“The Failure of Flappy Bird”: A Very Short Short Story By Me, in Popular Science
Posted on July 28, 2014 Posted by John Scalzi 12 Comments
The magazine Popular Science asked me to write a very short story about the future, on the topic of technology, so I did. It’s called “The Failure of Flappy Bird” and you can find it at the Popular Science Web site. Oh, plus very short stories from Ian Tregellis, Ann Leckie, Melinda Snodgrass, Elizabeth Bear, Seanan McGuire, Mary Robinette Kowal, Scott Lynch, Daniel Abraham and Karl Schroeder. You know, if you want to read them too.
(P.S.: For you print fans, the stories are also available in the August 2014 issue of the magazine, on sale now.)
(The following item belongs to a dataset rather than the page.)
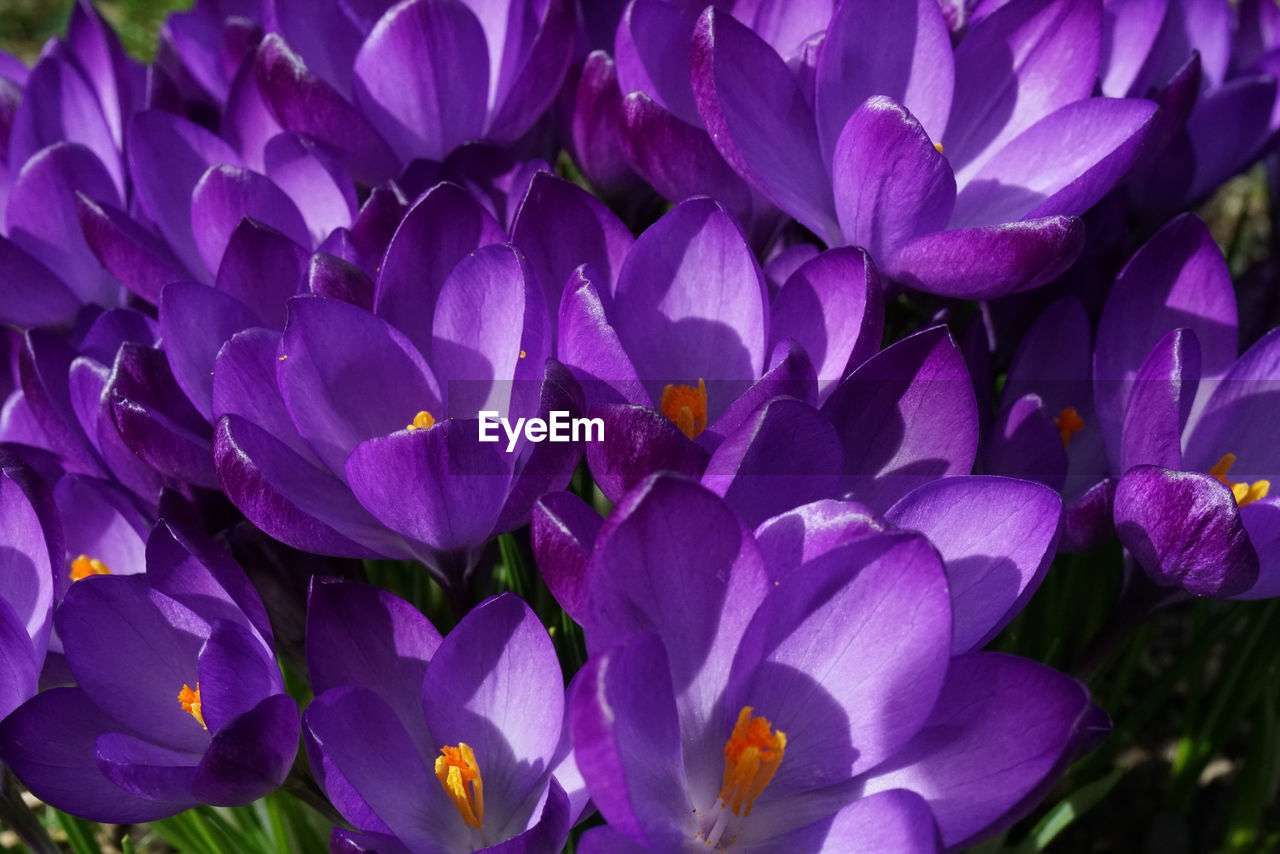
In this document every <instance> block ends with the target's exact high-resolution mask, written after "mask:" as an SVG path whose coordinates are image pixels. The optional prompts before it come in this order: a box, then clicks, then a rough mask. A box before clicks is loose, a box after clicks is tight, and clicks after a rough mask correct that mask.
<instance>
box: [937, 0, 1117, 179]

(P.P.S.: Or if you have an iPad and you want even more stories, you can get this! For $4! Cheap!)
I just got my issue of Pop Sci in the mail. We’ve had our mail held for a month, so it was at the bottom of the pile. I’ll just have to move it to the top.
Discontent will never change.
Spoiler alert:
“Also, Flappy Bird” would have been a good title alternative.
Good shit!
Wonderful writing,
John, I’m glad you managed to thumb a ride home. I got stuck in the Newark, NJ airport once before the Internet was even thought of, and had nothing to read. This, my friend, was Purgatory, and when I die I’m going to ask for time credited. Also for when I worked in a building with broken a/c during the summer, and maintenance refused to pry open the windows because “it would get hot in there” (we had people fainting from the heat).
I want to see a story in which John is thumbing his way home and He-Who-Must-Not-Be-Named stops–or the other way around, for that matter.
The housemate gets that magazine; w00ts!
I am unable to read this story: I am in Australia, and when I click the link, it redirects to the Australian version of the PopSci website, which does not appear to have the story on it. Anyone else having this problem, or have suggestions on how to fix it?
right..
Ha! I don’t like retail workers in my head either. :)
lol, No. I will take free, thank you very much
“Also, Flappy Bird” – that cracks me up, Scalzi!
Sure, you only went to that Russian site that one time….
That story made me smile.
It also reminds of a line I never forgot from an Usenet post in the ’90s about spam on such a device:
“This is not an illegal thoughtgram.”
I found a hit on the phrase from alt.history.future but I don’t recall reading that group. Perhaps it made the best of Usenet group.